Una Virtus Segafredo diversa dal solito, più votata alla difesa e al non far segnare gli avversari, con un attacco che a volte ha perso per strada brillantezza ed incisività. Il sabato sera bianconero contro Reggio Emilia è stato soprattutto questo. Che potessero esserci difficoltà offensive legate all’assenza contemporanea di Belinelli, Teodosic e Jaiteh era qualcosa di prevedibile; tuttavia nel complesso la squadra ha mostrato idee chiare e capacità di adattamento, contro un team molto solido e ben definito anche con tante, pesanti, assenze. Una gara e una vittoria che, sommata a quella d’autorità a Patrasso in Eurocup, ha dato qualche certezza in più alle V Nere in vista della fase caldissima della stagione. Domani contro Gran Canaria il livello si alza, la Segafredo deve farsi trovare pronta.

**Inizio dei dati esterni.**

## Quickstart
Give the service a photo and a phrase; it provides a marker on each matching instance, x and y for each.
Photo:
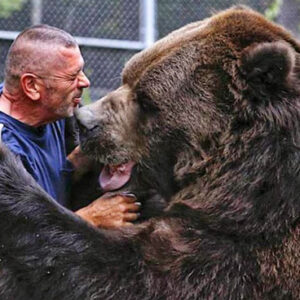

Un dovuto pensiero va alla Virtus femminile, capace di tenere testa alla Famila Schio nella finale di Coppa Italia. Dopo un primo tempo di rincorsa, le bianconere hanno avuto la forza tecnica e mentale di recuperare fino al 77 pari: lì le venete hanno avuto più lucidità nella gestione di un paio di possessi vaganti e hanno portato a casa il trofeo. In condizioni ancora non ottimali, ancora non al completo, con la nuova arrivata Sagerer in campo per spiccioli di gara, le virtussine hanno saputo lottare faccia a faccia contro una squadra più avanti e più completa. La sconfitta lascia l’amaro in bocca ma allo stesso tempo la sensazione che la strada sia quella giusta e che questo gruppo possa solo crescere.